Однажды среди ночи меж атаманов разгорелся спор. Творогов и Чумаков горячо, с угрозой убеждали Овчинникова и Перфильева «кончить дело». Осерчав, Перфильев матерно выругался и ушел. За ним поплелся, хромая, Овчинников, приговаривая вслух: «Недоброе задумали, недоброе».

Гаян услышал слова Творогова:

— Связать бы его, пока не поздно. Все одно конец подставному царю. За собой и нас в могилу утянет Пугачев-то. Времячко к расчету близится. Головы свои надобно спасать. Сказнят, ежели будем упорствовать. Против силы нам не устоять.

— Не устоять, — подтвердил уныло Чумаков.

Федульев вздохнул тяжко, с сожалением:

— Видно, приспичило. Эх!.. А пожить хочется. Авось... Связать бы да ко начальству представить, верно.

Гаян хотел было рвануться с саблей к атаманам, готовый порубить предателей на месте. Передумал — повернулся и побежал к палатке Пугачева.

Емельян Иванович сидел на кошме по-татарски, с секретарем Дубровским, слушал составленный им манифест — обращение к донским казакам. Много раз уже обращался Пугачев к донцам, но те откликались на зов царя Петра Федоровича нехотя, с великим промедлением и оглядкой.

— Петр Федорович! — дрожа от возмущения и гнева, воскликнул Гаян, едва шагнув в палатку. Пламя свечи заметалось, свернулось, надломилось. Дубровский перестал читать. Пугачев поднял голову, внимательно посмотрел на Гаяна.

— Ну, с чем пришел-то? — насупившись, спросил.

— Батюшка! Петр Федорович!

Гаян. не находил слов, чтобы передать то, что услышал. Может, обмишулился, ослышался?

— Ну?..

— Творогов, Чумаков...

— Ну?

— Язык не поворачивается — такое замышляют! Сам слышал.

— А-а-а, — вдруг сник Пугачев и опустил голову. — Садись-ка, полковник. Ведаю, о чем толковать собираешься. Знаю, знаю, недоброе языками мелют по трусости своей. Да ведь меня не вдруг обморочат. Дождутся, башки снесу. Согрубители! Изменники!

Последние слова Емельян Иванович произнес с силой, в гневе, и тут же потух, замолчал. Его сразу охватила тоска-кручина. Никогда Гаян не видел Пугачева таким подавленным, скорбным, одиноким, слабым.

— Петр Федорович...

Пугачев поднял голову, не дал волю душевной муке, только вздохнул тяжко.

— Иди, секретарь, отдыхай пока, — сказал он Дубровскому. Тот поднялся с кошмы, собрал с низкого круглого стола бумаги, проворно вышел.

— Люб ты мне, верный человек, — с горестным отчаянием проговорил Пугачев. Гаян вспыхнул, потянулся к руке родного человека. Емельян Иванович остановил его недовольным взглядом, с внезапной обреченностью в голосе воскликнул:

— Что же делать? Что делать? Может, объявиться? Назваться народу, кто я есть такой?

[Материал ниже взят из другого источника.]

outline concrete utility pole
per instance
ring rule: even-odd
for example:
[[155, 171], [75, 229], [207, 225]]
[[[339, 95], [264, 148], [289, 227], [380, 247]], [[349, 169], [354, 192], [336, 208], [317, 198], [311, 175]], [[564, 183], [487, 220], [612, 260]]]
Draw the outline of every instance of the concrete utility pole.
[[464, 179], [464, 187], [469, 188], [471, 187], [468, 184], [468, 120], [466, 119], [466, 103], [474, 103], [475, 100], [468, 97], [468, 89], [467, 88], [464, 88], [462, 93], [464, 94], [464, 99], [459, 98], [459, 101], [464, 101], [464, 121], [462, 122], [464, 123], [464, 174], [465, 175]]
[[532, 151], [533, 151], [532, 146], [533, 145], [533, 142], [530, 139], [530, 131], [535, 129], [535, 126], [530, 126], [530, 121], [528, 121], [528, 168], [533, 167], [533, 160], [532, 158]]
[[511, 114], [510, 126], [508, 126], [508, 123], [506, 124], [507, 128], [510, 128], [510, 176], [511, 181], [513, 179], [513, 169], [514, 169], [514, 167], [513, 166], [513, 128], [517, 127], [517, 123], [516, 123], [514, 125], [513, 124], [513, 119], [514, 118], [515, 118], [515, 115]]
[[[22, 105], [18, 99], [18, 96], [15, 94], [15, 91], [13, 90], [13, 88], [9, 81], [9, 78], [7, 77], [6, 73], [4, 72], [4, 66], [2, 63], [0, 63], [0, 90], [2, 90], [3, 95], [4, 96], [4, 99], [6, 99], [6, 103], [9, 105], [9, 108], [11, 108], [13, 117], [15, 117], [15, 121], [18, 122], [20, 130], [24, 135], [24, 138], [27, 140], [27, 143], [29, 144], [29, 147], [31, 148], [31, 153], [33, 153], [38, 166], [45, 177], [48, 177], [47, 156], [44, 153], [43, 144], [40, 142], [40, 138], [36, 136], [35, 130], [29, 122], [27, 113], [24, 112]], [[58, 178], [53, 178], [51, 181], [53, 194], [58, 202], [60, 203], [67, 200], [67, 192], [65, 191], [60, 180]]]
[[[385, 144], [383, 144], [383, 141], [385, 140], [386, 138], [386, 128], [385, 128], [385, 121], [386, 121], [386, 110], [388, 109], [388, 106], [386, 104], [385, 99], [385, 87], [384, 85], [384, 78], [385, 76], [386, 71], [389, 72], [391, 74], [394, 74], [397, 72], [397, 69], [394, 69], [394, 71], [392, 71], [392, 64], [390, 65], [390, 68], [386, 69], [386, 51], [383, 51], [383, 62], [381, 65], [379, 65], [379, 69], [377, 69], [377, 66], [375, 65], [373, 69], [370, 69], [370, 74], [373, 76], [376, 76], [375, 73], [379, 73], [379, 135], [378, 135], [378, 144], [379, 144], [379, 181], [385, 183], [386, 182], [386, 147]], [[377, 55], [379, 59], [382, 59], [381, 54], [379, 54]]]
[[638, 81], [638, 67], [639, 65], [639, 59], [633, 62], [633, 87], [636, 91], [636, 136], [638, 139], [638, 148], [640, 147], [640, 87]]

— Что ты, Петр Федорович! — воскликнул Гаян. — Не поймут, ведь за обман примут, раздор пойдет!

— И то правда! — вздохнул Пугачев. — Хоть правда эта кошомная... Народу царь нужен! А я простой казак Емельян Пугачев. За казаком не пойдут, за царем — стадом, а?

— Нет, Петр Федорович! — твердо, пламенея от гордости, возразил Гаян. — Я иду за простым казаком. Пугачев моему народу вольность, землю, лес дал, а не царь Петр Третий. Уверовал я в тебя, в кровного брата и отца своего, Емельян Иванович! Веди, отец, до конца с тобой! Царь ты есть! Народный!

Гаян подался к Пугачеву, дрожа в ознобе восторженного откровения. Потрясенный собственными словами, склонил в поклоне голову.

Емельян Иванович просветлел лицом, схватил Гаяна за чуприну, потрепал ласково, озорно:

— Живой, живой я, стало! А иные удумали в покойники отписать навечно. Нет! Мы еще погуляем! Покой для покойников. А я народу служить объявился до гробовой крышки. И не уступлю!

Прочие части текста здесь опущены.